22 pages • 44 minutes read
As one might expect from an elegy made entirely from a short, automated message, “Again Later” is an unadorned and spare poem; and while traditional elegies tend to be elaborate, modern elegies tend to be spare. A traditional English elegy would likely include most—or all—of the following elements:
a repeated elegiac refrain; a description of the “laureate hearse” decked out in floral finery; an interrogation of the muses who fell asleep during their watch over the (now, unfortunately, dead) subject of the elegy; an enumeration and description of the procession of mourners; and nature’s horrified reaction to the death. . . . Ultimately, the longed-for consolation is often achieved through the apotheosis and objectification of the mourned, frequently through stellification (Connolly, Sally. Grief and Meter. University of Virginia Press, 2016, pp. 7-8).

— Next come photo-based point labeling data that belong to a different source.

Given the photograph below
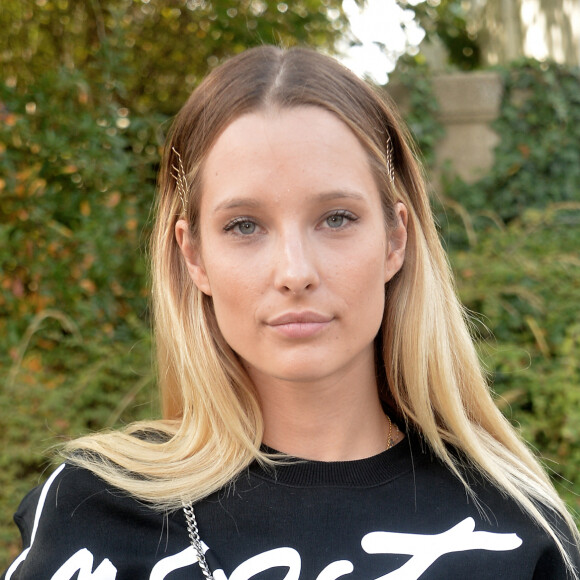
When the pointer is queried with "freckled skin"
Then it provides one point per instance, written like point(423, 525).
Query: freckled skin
point(291, 222)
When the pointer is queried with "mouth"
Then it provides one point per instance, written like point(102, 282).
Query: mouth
point(299, 324)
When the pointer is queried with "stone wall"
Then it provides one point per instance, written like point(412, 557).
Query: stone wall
point(468, 103)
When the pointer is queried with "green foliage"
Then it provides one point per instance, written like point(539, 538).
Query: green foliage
point(513, 239)
point(537, 161)
point(421, 116)
point(447, 20)
point(524, 280)
point(152, 53)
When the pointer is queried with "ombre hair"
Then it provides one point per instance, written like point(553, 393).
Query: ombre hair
point(212, 424)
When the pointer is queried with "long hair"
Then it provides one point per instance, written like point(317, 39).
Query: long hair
point(212, 426)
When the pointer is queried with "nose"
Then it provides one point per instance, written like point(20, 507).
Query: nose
point(295, 264)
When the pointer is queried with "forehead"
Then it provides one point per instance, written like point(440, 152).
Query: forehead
point(275, 151)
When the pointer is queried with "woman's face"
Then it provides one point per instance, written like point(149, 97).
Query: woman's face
point(293, 248)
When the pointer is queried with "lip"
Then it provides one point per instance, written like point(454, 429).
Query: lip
point(299, 324)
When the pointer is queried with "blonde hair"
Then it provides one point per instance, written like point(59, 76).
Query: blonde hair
point(212, 424)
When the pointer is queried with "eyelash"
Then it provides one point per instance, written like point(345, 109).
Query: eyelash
point(343, 213)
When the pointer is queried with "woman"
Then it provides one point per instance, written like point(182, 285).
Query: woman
point(325, 413)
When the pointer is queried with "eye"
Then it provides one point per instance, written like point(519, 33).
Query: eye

A 20th- or 21st-century elegy, however, would likely not include many of these traditional elements. Instead, modern elegies are typically bare-bones examples of the genre. As David Kennedy observes, “[M]odern elegists have often opted to simplify where their predecessors chose to trope” (Kennedy, David. Elegy. Routledge, 2007, p. 59.).
Moreover, modern and contemporary poets have done away with the single most important element of a traditional elegy: consolation.